As comemorações dos 50 anos do 25 de Novembro deram origem a uma verdadeira guerra de flores. No 25 de Abril, recordava Salgueiro Maia, distribuíram-se cravos brancos e vermelhos; os fotógrafos destacaram os vermelhos, porque essa era a cor da esquerda.
Não foi por isso — ou não só por isso — que a esquerda se auto-proclamou herdeira exclusiva do 25 de Abril. A essa mística muito ajudou a ausência prolongada de alguma direita em celebrar, de forma desempoeirada, o fim de uma ditadura. Criou-se assim o equívoco de que o 25 de Abril é coutada da esquerda, quando é, na verdade, uma data de todos os democratas.
Mas se alguma direita se demitiu do 25 de Abril, alguma esquerda tem rejeitado o 25 de Novembro. Um sem o outro não existe. O 25 de Novembro não existiria sem o 25 de Abril — mas também é verdade que o 25 de Abril não teria conduzido à democracia liberal de 1976 sem o 25 de Novembro. O PREC abria fissuras perigosas, e a ameaça de guerra civil era real.
O 25 de Novembro permitiu que Portugal avançasse “para uma democracia pluralista e ocidental”, impedindo que nos transformássemos numa “Cuba do Ocidente” — palavras de Mário Soares, a figura civil maior desse dia. Se Ramalho Eanes e Jaime Neves comandaram os militares que travaram a ala radical do MFA, foi Mário Soares quem, nas ruas, conquistou o apoio popular que impediu que Portugal mergulhasse no abismo.
Estranha-se, por isso, que o PS de 2025 fale com rebuço do 25 de Novembro de 1975. Que ignore o património de Mário Soares — que é herança de todos os democratas. A recusa em integrar a Comissão Organizadora das cerimónias não é apenas uma omissão: é uma revisão implícita da própria história do partido. Tal só se pode dever à voragem deste PS pela esquerda radical, precisamente aquela que o 25 de Novembro travou.

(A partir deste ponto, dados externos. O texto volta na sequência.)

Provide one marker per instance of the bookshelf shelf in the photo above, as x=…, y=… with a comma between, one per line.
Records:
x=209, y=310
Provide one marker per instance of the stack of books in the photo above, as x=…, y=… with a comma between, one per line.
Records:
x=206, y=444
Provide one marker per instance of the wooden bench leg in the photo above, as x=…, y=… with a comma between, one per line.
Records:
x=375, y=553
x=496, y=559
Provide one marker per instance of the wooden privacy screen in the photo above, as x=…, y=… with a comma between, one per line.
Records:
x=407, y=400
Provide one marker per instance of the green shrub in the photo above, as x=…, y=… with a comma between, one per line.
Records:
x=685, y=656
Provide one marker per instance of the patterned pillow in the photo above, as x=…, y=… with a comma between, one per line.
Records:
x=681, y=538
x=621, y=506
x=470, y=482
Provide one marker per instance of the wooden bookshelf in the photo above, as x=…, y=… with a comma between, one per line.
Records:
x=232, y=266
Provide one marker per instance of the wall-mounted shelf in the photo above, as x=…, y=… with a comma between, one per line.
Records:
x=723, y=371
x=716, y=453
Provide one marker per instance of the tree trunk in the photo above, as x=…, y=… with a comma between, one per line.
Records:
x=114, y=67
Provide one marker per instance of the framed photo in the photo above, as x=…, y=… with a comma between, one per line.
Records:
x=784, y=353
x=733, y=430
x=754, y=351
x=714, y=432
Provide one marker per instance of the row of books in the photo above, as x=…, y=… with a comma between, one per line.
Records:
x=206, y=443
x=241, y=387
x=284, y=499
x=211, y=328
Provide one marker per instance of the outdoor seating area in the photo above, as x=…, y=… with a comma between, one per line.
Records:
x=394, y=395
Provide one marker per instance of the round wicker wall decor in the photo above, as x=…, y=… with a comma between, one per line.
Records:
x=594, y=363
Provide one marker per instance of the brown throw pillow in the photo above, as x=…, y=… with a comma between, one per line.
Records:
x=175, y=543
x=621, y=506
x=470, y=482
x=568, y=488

É uma opção legítima que o PS continue a ceder às demandas da esquerda radical na expectativa de ter um dia de ressuscitar e recauchutar a geringonça. Mas é uma opção contrária ao espírito do 25 de Novembro. No 25 de Novembro venceu a liberdade e a democracia representativa. Perdeu a visão alternativa, em que a liberdade era subalterne e a democracia uma farsa a que outros, mais cândidos, chamaram de ditadura do proletariado.
Trocar uma ditadura por outra era, com efeito, o desejo de muitos. A legitimidade revolucionária deveria prevalecer sobre a legitimidade democrática, e a ideia de uma assembleia representativa seria, no fundo, uma excentricidade burguesa, como confessou Álvaro Cunhal a Oriana Fallaci.
Esse desejo viu o seu ensejo com o início do PREC, o Gonçalvismo e uma ala radicalizada do MFA. Não colheu foi apoio onde mais importava — no povo. O mesmo povo que havia dado uns modestos 12.46% votos ao PCP. E se o povo estava ainda pouco esclarecido, havia que assegurar que a revolução continuaria, com ou sem ele.
Valeu-nos a coragem de homens e mulheres que impediram que a Revolução de Abril se tornasse numa Revolução de Outubro. A aurora de Novembro dissipou a penumbra de Outubro e devolveu Abril ao seu espírito original: liberdade e democracia, não utopias socialistas.
É por isso que uso — no 25 de Abril e no 25 de Novembro — um cravo branco: símbolo maior da liberdade, despida do vermelho do socialismo e do sangue que poderia ter sido derramado caso o 25 de Novembro não tivesse ocorrido.